Pemkab Tangerang Pastikan Cabut Perbup Tunjangan Rumah DPRD Usai Desakan Publik
Tangerang — Pemerintah Kabupaten (Pemkab) Tangerang akhirnya memastikan pencabutan Peraturan Bupati (Perbup) Nomor 1 Tahun 2025 yang mengatur kenaikan tunjangan perumahan bagi anggota DPRD. Keputusan ini akan berlaku efektif pada Kamis, 4 September 2025, menyusul gelombang protes dari masyarakat dan mahasiswa yang menilai kebijakan tersebut tidak mencerminkan kepekaan sosial terhadap kondisi ekonomi daerah.
Perbup tersebut sebelumnya menetapkan besaran tunjangan rumah yang fantastis, yaitu sebesar Rp43,5 juta per bulan untuk Ketua DPRD, Rp39,4 juta untuk Wakil Ketua, dan Rp35,4 juta untuk setiap anggota DPRD. Kenaikan ini menuai kecaman luas karena dinilai membebani anggaran daerah dan tidak memiliki urgensi di tengah kebutuhan masyarakat yang lebih mendesak.
Tekanan publik memuncak pada 1 September 2025, ketika ratusan mahasiswa dari berbagai universitas menggelar aksi unjuk rasa di depan Gedung DPRD Kabupaten Tangerang. Dalam aksi tersebut, mahasiswa berhasil masuk ke ruang rapat paripurna dan melakukan dialog terbuka dengan pimpinan DPRD dan pejabat Pemkab. Mereka menuntut pencabutan Perbup dilakukan secepat mungkin, bukan pada 7 September seperti yang sempat direncanakan.
Menanggapi desakan tersebut, Ketua DPRD Kabupaten Tangerang, Muhammad Amud, menyampaikan permohonan maaf kepada publik dan menyatakan bahwa lembaganya sepakat untuk mencabut Perbup kontroversial itu. "Kami mendengar aspirasi masyarakat dan mahasiswa. Maka kami sepakat bahwa Perbup ini dicabut pada 4 September," ujar Amud dalam forum dialog tersebut.

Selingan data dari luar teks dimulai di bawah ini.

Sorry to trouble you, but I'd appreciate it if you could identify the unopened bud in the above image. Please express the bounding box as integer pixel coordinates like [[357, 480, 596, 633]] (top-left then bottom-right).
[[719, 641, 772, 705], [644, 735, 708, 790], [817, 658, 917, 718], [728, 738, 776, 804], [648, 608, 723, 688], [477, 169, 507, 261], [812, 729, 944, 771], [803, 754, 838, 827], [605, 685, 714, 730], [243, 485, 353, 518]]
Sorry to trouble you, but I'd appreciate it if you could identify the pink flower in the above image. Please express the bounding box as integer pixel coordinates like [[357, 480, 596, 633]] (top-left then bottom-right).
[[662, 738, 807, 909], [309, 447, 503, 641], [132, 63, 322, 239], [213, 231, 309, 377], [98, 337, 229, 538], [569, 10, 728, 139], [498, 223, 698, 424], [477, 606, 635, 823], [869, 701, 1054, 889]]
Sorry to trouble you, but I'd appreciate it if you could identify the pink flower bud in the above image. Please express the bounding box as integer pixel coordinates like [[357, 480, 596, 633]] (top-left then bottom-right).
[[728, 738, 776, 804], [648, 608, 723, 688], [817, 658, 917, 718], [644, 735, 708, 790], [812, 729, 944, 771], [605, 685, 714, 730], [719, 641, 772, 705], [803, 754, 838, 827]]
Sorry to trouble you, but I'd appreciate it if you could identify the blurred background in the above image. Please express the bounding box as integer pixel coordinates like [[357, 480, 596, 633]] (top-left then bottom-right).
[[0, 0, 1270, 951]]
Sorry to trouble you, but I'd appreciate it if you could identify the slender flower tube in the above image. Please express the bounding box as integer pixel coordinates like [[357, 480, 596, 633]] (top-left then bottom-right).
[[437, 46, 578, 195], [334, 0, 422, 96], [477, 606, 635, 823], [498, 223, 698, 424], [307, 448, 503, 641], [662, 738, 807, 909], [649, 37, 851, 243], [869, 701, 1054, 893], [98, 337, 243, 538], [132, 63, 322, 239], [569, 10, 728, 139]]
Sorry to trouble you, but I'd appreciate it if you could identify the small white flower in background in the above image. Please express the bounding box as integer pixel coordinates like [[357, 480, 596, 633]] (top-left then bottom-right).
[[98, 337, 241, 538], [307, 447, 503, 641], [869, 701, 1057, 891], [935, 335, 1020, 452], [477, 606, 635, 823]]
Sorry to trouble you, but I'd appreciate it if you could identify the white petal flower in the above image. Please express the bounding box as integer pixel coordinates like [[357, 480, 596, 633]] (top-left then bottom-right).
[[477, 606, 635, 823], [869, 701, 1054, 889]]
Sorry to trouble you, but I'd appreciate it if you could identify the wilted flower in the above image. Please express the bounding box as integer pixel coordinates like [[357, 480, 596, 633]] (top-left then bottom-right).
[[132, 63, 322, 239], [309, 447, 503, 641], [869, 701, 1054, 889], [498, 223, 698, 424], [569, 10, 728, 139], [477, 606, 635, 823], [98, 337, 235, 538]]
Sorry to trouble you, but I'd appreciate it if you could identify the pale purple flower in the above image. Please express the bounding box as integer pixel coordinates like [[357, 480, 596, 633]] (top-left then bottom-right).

Dengan dicabutnya Perbup Nomor 1 Tahun 2025, besaran tunjangan perumahan DPRD akan kembali mengacu pada Perbup sebelumnya, yakni Perbup Nomor 94 Tahun 2023. Berdasarkan aturan itu, Ketua DPRD akan menerima tunjangan sebesar Rp35 juta, Wakil Ketua Rp34 juta, dan anggota DPRD Rp32 juta per bulan.
Langkah ini mendapat sambutan positif dari berbagai kalangan, yang menilai bahwa keputusan tersebut merupakan bukti bahwa suara rakyat masih bisa memengaruhi kebijakan daerah. Meski demikian, publik tetap meminta adanya evaluasi menyeluruh terhadap pengelolaan anggaran daerah agar lebih transparan dan pro-rakyat.